Projects since graduating
Project - Marvel DEI
Marvel - DEI - Phase 5 - Study Aug 2024
Main Hypothesis (working theory)
Marvel is the top-grossing franchise in the world ever! With over $12B domestically and $30B worldwide. Between 2008 - 2027 (19 years, released 45 movies). Marvel has released 30 more movies than the running-up franchise, Star Wars, with 15 films, $5B domestically and $10B worldwide between 50 years 1977-2027.
Recently, there has been much talk about DEI, Disney's leading their invisible hand in the Marvel Universe, Marvel's downfall, their recent cash grabs, and the newest film, Deadpool and Wolverine, which was the first successful $1 billion film since Endgame in Phase 3.
About:
I want to run statistical analytics on all of Marvel's movies and TV shows before and after Disney bought out Fox to see if there is any correlation between certain movies, characters, directors, actors/actresses, time of the year, critic scores, rotten tomatoes, and personal reviews from IGN and Google in order to judge and project what the film would make a good opening box office weekend given certain parameters.
How we can statistically analyze Marvel Movies: A Complex Challenge
First, we should define "bad".
1. Box office performance (total gross rev, opening weekend gross, budget, ROI, tickets sold)
2. Critical reception (Rotten Tomatoes, Metacritic)
3. Audience ratings (Analysis of social media platforms to gauge audience opinion, age, gender, location, and other relevant demographics of the audience, IMDb, Letterboxd)
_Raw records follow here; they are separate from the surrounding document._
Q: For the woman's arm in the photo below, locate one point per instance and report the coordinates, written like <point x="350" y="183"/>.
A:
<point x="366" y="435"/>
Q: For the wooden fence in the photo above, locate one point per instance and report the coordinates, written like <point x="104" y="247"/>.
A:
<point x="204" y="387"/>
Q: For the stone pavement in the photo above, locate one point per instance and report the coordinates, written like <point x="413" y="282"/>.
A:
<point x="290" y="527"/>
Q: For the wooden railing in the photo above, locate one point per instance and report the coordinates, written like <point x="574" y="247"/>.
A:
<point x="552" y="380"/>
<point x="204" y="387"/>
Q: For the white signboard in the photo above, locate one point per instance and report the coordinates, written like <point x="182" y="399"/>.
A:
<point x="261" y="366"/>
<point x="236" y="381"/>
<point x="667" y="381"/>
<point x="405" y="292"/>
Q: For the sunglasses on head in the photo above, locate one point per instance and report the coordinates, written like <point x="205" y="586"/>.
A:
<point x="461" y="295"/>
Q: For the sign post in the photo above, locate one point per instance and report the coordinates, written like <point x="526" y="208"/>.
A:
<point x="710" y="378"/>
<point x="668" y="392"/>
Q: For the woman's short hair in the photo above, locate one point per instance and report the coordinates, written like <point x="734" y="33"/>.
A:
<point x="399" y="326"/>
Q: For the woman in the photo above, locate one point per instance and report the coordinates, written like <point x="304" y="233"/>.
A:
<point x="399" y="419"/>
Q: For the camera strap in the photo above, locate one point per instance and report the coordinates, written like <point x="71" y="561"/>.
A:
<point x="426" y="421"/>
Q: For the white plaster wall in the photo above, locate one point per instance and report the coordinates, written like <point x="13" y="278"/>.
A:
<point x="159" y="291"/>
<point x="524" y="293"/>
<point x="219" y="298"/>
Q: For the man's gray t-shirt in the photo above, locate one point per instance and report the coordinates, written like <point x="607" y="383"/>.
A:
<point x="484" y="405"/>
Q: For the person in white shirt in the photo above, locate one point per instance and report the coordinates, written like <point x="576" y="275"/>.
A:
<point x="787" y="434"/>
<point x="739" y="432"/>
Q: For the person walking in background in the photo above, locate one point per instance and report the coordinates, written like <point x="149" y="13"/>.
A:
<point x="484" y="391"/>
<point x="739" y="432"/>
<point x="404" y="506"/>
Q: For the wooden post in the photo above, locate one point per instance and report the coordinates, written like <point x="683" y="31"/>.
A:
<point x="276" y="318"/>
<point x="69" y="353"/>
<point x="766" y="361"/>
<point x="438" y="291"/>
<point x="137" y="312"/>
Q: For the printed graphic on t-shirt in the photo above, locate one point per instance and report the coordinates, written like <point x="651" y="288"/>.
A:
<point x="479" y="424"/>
4. Movie metadata (release date, runtime, genre, director, cast main, production comp, distro company)
4. Specific metrics (plot complexity, character development, action sequences, humor, awards won, nominations, merch sales_
Of course, each of these criteria will require different data collection and analysis methods.
Data Collected
Once we define "bad," I will gather relevant data, which might include:
Box office figures: total gross, opening weekend, budget, ROI
Critical reviews: scores from Rotten, Metacritic, and others
Audience ratings: IMDb, Letterboxd, and other user-generated rating systems.
Social media sentiment: analyzing tweets, Instagram posts, Facebook comments
Movie metadata: Genre, release date, release order, director, cast, budget, runtime. etc.
Statistical Analysis
Depending on the data I collect, I will employ various statistical methods:
Descriptive stats: Mean, median, mode, standard deviation for box office, ratings, etc.
Correlation analysis: examine relationships between variables (e.g., budget vs. box office, critic score vs. audience scores, etc.)
Hypothesis testing: test specific assumptions about the data (e.g., is there a significant difference in box office performance between Phase 3 and Phase 4)
Regression analysis: Model the relationship between dependent and independent variables (e.g., predict box office based on budget, genre, and critic score)
Sentiment analysis: Analyze social media data to gauge overall sentiment towards specific movies or franchises.
Additional Considerations
Subjectivity: Film criticism is inherently subjective. Quantitative data can provide insights, but it won't capture the nuances of artistic merit.
Outliers: Blockbuster movies with exceptionally high or low performances can skew results. Consider using robust statistical methods to handle outliers.
Data quality: Ensure the accuracy and reliability of my data sources
Contextual factors: consider factors like competition, economic conditions, and cultural trends that might influence movie performance.
Tools and Software
Excel: Basic data analysis and visualization for smaller datasets
Specialized movie databases: Box Office Mojo, Rotten, IMDb
R-studio: statistical modeling and analysis
Social media APIs: for collecting and analyzing social media data.
SAS: To run tree analysis, correlation, and other statistical heavy modeling such as decision trees and classification.
PowerBi: Sentiment analysis, trend analysis, regression, clustering, data transformation
Tableau: Data visualization, time series, calculated fields, table calculations, etc.,
Conclusion testing
Core question: Has DEI impacted Marvel's box office performance?
Direct impact: Does including diverse characters or storylines correlate with higher or lower box office revenue?
Indirect: Have changes in audience demographics or societal attitudes towards DEI influenced overall box office trends for Marvel films?
Other potential conclusions
Identifying box office success factors: Which factors (budget, genre, director, release date, etc.) correlate most strongly with box office success?
Predictive modeling: Based on available data, can I build a model to predict a movie's box office performance?
Phase analysis: How does box office performance compare across different Marvel Phases? And is there any indication of which phase saw the most decline?
Audience segmentation: Are there specific audience segments that drive box office success for particular types of Marvel films?
Word to the reader
Please remember: correlation does not equal causation. While I can identify relationships between variables, it's essential to consider other factors that might influence box office performance.